Cash Position and Launch Planning
CG Oncology reported more than $1 billion in cash and no debt as of May 8, providing runway through 2029. Arthur said the company has not provided formal pricing guidance but noted that approved therapies range from about $260,000 to $700,000 for one year of treatment, with CG Oncology likely to be "on the right end of that spectrum." Pricing considerations are linked to the PIVOT-006 readout and the possibility of multiple indications.
For commercial infrastructure, Arthur said launch analogs point to a field force of about 50 to 75 representatives, and the company's internal analysis falls within that range. Roughly 300 network sites account for about 80% of the business opportunity, split between academic centers and community urology practices.

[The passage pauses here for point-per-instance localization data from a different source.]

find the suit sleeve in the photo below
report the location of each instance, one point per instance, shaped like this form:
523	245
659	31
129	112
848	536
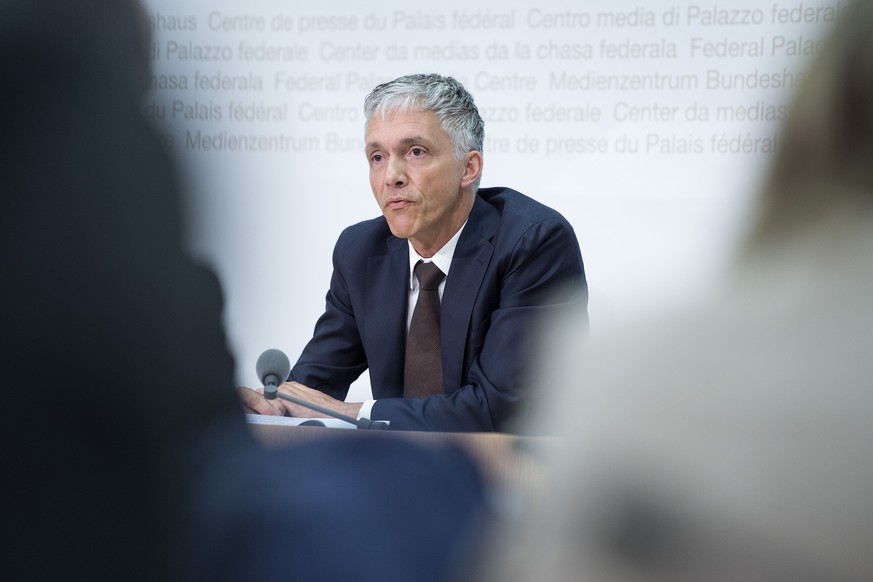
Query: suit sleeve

CG Oncology shares have gained significant ground over the past year, driven by the strength of the BOND-003 data and the potential to redefine the standard of care in a large, underserved oncology market. The company's cash position provides a cushion through multiple potential catalysts, including the PIVOT-006 readout and the Q4 BLA submission. If approved, cretostimogene would become the first oncolytic immunotherapy for bladder cancer, a market where no FDA-approved adjuvant therapy exists for intermediate-risk patients and where current options for BCG-unresponsive patients remain limited.
This article is for informational purposes only and does not constitute investment advice.